Thursday, November 11, 2010

"Deliverance" and "The Wilding"

Benjamin Percy's new novel, "The Wilding," looks like one to watch, and it's good to see him acknowledge so openly his debt to the work of James Dickey. An excerpt from Percy's interview on the Powell's Books Blog:

Percy: Well, the novel is in so many ways about animalistic impulses. Every character is struggling with this inner wilding, and in some cases it boils over. It manifests itself most obviously in the character of Brian, who in donning this hair suit becomes almost lycanthropic. Then there are more subtle examples such as with Karen, where she's stepping outside the boundaries of marriage and wrestling with sexual impulses that might lead her away from her family.

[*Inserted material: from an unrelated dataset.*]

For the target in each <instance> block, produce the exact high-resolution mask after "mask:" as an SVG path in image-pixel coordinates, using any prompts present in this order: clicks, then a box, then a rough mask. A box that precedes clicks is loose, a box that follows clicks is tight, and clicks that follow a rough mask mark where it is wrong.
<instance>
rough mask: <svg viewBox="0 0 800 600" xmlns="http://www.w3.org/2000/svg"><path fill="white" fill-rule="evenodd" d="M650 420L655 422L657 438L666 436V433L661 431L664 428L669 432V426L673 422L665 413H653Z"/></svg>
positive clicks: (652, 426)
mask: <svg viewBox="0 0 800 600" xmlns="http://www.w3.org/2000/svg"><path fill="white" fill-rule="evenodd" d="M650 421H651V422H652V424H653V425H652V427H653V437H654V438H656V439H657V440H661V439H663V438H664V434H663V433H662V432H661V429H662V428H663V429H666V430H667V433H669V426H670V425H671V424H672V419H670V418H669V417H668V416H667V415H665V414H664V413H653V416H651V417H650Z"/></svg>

This is an idea that parallels some of what we see in James Dickey's Deliverance. This year marks the 40th anniversary of that novel, and it's one of the most important books in my library. I modeled The Wilding in many ways after it. If you look at Deliverance, it's one of the central themes that Dickey is trying to explore as well.
I didn't set out to write about animal instinct. I didn't set out to write about the clash between wilderness and civilization. I never set out with a theme in my mind. I begin with images in mind, with characters in mind, and the themes rise up organically. It's at first an instinctual process for me, and then it becomes more intellectual as I go through draft after draft. Dickey's Deliverance and its furry, toothy core became kind of a model for this work.